If we wish to act with God, it does not suffice to leave him a free hand and to say: “In any case, Lord, you will only do what you wish to do; so get on with it and don't let me hinder you”. We have to learn to discern God's will, we have to agree with his plan, but we must also understand that his plan is sometimes hidden. Remember the Canaanite woman. The evidence presented to her sight and her hearing made it manifestly clear that her request was being refused; and yet the intensity of her faith, the acuteness of her spiritual hearing perceived something else, and she knew how to insist against God's apparent will in favour of the Lord's real will. We must know how to look, how to go in search of the Lord's invisible trail. The Lord is like an embroidress working on a tapestry; only, as it has been pointed out more than once, we see the wrong side of the tapestry, the right side being the one that faces God. And the problem of life, of that vision which will cause our prayer to be not in opposition to God's will but in harmony with it, consists in knowing how to examine that wrong side at length in order to perceive the right side, how to look at the way in which God fashions history, directs a life, deepens a situation, creates a system of relationships, and how to act not against him, or independently, but with him, allowing him to act, enabling him to act with us and in us. For in this case, there is a continuity between action and contemplation, provided that we do not accept a desacralized action, an action from which God is absent, an action envisaged as wholly human and grounded in our own human energies.

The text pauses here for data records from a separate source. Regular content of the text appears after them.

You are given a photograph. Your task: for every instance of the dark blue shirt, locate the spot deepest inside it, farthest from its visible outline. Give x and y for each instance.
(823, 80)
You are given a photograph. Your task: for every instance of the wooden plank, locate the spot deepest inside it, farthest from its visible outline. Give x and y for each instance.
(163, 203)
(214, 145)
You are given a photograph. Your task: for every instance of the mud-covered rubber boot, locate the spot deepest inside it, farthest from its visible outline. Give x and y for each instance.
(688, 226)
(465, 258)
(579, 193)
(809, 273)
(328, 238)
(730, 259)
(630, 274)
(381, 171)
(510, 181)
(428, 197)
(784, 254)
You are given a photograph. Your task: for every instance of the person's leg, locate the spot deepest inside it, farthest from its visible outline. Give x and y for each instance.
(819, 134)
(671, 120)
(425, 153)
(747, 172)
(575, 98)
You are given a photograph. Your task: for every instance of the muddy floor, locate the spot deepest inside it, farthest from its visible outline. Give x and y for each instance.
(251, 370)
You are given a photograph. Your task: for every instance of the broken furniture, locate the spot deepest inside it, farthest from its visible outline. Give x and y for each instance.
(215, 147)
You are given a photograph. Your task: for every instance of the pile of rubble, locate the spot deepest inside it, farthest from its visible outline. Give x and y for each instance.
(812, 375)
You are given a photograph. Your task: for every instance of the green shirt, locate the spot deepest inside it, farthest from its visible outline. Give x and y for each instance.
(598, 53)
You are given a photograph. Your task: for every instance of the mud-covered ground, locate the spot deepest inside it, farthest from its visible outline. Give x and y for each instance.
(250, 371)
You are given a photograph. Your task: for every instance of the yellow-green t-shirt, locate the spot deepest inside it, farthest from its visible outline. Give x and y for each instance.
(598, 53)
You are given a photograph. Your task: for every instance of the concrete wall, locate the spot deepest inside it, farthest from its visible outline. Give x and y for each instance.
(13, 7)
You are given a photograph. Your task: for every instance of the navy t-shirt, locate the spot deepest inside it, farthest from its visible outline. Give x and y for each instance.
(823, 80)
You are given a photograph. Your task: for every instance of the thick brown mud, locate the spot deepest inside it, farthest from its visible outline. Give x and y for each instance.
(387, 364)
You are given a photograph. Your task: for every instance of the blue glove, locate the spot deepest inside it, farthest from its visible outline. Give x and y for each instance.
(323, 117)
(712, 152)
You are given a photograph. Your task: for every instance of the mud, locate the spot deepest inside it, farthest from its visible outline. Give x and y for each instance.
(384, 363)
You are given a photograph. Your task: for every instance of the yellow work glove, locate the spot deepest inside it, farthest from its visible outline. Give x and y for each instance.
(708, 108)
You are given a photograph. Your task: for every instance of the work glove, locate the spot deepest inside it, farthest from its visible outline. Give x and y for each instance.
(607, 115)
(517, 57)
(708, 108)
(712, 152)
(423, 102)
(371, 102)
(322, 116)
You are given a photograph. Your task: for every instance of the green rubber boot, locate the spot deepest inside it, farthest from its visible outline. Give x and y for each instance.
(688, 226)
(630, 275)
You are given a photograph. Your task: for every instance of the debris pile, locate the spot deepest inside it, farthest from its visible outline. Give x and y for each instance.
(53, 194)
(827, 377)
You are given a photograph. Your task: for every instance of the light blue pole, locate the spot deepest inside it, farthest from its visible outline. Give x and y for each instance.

That is neither a Christian action nor a Christian prayer. In the very heart of the situation of the active man who wishes his action to be the continuation of God's work, who wishes the action of the Church and his own action, as a living member of the total Christ which is the Church, to be the act of Christ, the act of the living God, the word of the living God, we have to learn a form of contemplation, a way of being contemplative that discloses to us what is truly the will of God. Apart from that every action will be an act performed haphazardly.